Gründe für feuchte Stellen können
neben spontanen Wassereinbrüchen auch Schäden am Gebäude sein, z. B.
Undichtigkeiten des Daches, Mauerrisse, unzureichende Abdichtung von
Fenster- und Türanschlüssen (rechtes Foto, unten: Schimmelpilzbeildung an
einem lückenhaften Rahmenanschluss ), nicht isolierte Außenwände, Schäden
im Erdkontaktbereich, undichte Versorgungsrohre oder so genannte
Wärmebrücken. Auch häufige Schwankungen der Luftfeuchtigkeit und der
Temperatur können das Wachstum von Schimmelpilzen begünstigen.
Als Luftfeuchtigkeit wird das
in der Luft enthaltene unsichtbare gasförmige Wasser bezeichnet. Mit
steigenden Temperaturen kann die Luft auch zunehmende Mengen gasförmigen
Wassers aufnehmen. Dies kann zu einer steigenden absoluten Wassermenge in
der Luft [in g Wasser / m³ Luft] führen. Voraussetzung dafür ist ein
Wasserreservoir, aus dem Wasser verdampft.
Von
dieser absoluten Wassermenge muss die relative Luftfeuchtigkeit
unterschieden werden. Ist die Luft an gasförmigem Wasser gesättigt,
schlägt sich Wasser in flüssiger Form nieder. Die Sättigungsgrenze wird
als 100% relative Luftfeuchtigkeit bezeichnet und ist temperaturabhängig.
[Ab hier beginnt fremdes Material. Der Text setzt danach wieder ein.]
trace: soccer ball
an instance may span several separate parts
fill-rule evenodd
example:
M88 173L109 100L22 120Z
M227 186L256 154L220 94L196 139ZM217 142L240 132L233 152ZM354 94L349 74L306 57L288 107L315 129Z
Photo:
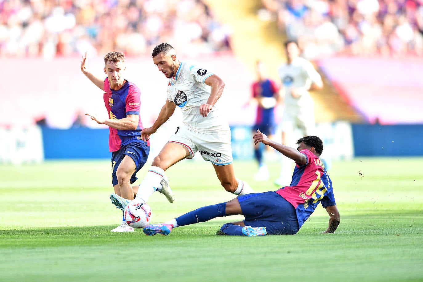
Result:
M148 225L151 209L145 203L132 203L124 210L125 221L134 228L143 228Z

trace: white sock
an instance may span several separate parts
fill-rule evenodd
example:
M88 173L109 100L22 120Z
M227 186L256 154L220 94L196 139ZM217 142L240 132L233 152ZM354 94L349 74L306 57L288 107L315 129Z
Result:
M237 187L235 192L232 194L239 196L254 192L254 190L250 186L248 183L242 181L241 179L236 180L238 181L238 186Z
M138 200L141 200L144 203L147 203L150 196L155 191L157 191L159 187L161 189L162 185L160 183L164 175L164 170L159 167L152 166L147 172L146 178L140 184L140 188L138 188L135 198Z
M165 222L165 224L170 224L175 228L175 227L178 227L178 222L176 222L176 220L175 219L171 219L170 220L168 220L168 221Z

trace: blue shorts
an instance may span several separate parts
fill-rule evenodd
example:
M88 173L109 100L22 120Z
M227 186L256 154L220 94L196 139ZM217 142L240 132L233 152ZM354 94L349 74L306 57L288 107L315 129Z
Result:
M132 184L138 179L135 174L146 164L149 153L150 146L140 140L129 143L121 147L117 151L112 152L112 183L113 186L118 183L116 172L125 155L132 158L135 162L135 172L131 177L131 184Z
M239 196L245 226L265 226L270 234L294 234L298 220L294 206L274 191Z

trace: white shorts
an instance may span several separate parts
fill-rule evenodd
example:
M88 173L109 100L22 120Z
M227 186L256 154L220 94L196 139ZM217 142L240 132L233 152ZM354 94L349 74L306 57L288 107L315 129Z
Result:
M199 151L203 159L217 165L232 163L232 149L231 147L231 131L219 132L217 135L200 133L191 130L184 124L178 127L175 134L168 142L180 144L191 152L187 159L192 159Z
M281 123L283 132L289 133L296 129L301 131L302 136L314 134L316 122L314 106L298 107L286 105Z

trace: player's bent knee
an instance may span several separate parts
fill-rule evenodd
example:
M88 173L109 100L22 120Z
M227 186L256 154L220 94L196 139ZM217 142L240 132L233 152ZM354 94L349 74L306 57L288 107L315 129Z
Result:
M222 187L225 188L225 189L228 192L233 193L236 191L236 187L237 186L234 186L231 183L221 183L221 184L222 184Z

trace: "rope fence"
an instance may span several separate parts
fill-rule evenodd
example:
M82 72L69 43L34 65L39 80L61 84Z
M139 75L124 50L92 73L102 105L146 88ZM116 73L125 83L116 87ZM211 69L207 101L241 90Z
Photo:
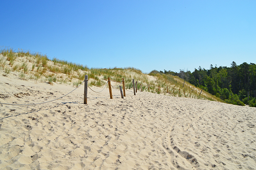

Wird das Wasser in der Luft sichtbar als Nebel, Wasserdampf aus
Schornsteinen oder gar als Regen, sind die 100% relative Luftfeuchtigkeit
überschritten, und flüssiges Wasser in Form von kleinen Tröpfchen
befindet sich in der Luft. Bei gleich bleibender absoluter Wassermenge in
der Luft nimmt die relative Luftfeuchtigkeit mit steigender Temperatur ab
bzw. bei sinkender Temperatur zu.
Wird
relativ trockene Luft abgekühlt oder trifft sie auf kalte Flächen, steigt
die relative Luftfeuchtigkeit dementsprechend. Das kann soweit führen,
dass der Taupunkt, die Temperatur, bei der 100 % relative
Luftfeuchtigkeit erreicht wird, unterschritten wird und sich das Wasser
niederschlägt. Auf diese Art können in Räumen, die häufiger wechselnden
Temperaturen und Luftfeuchtigkeiten ausgesetzt sind, feuchte Stellen
entstehen, an denen sich Schimmelpilze ansiedeln können. Entsprechend
kühlen in lange Zeit nicht geheizten Räumen die Wände stark aus, und
Kondensationsfeuchtigkeit tritt dort auf.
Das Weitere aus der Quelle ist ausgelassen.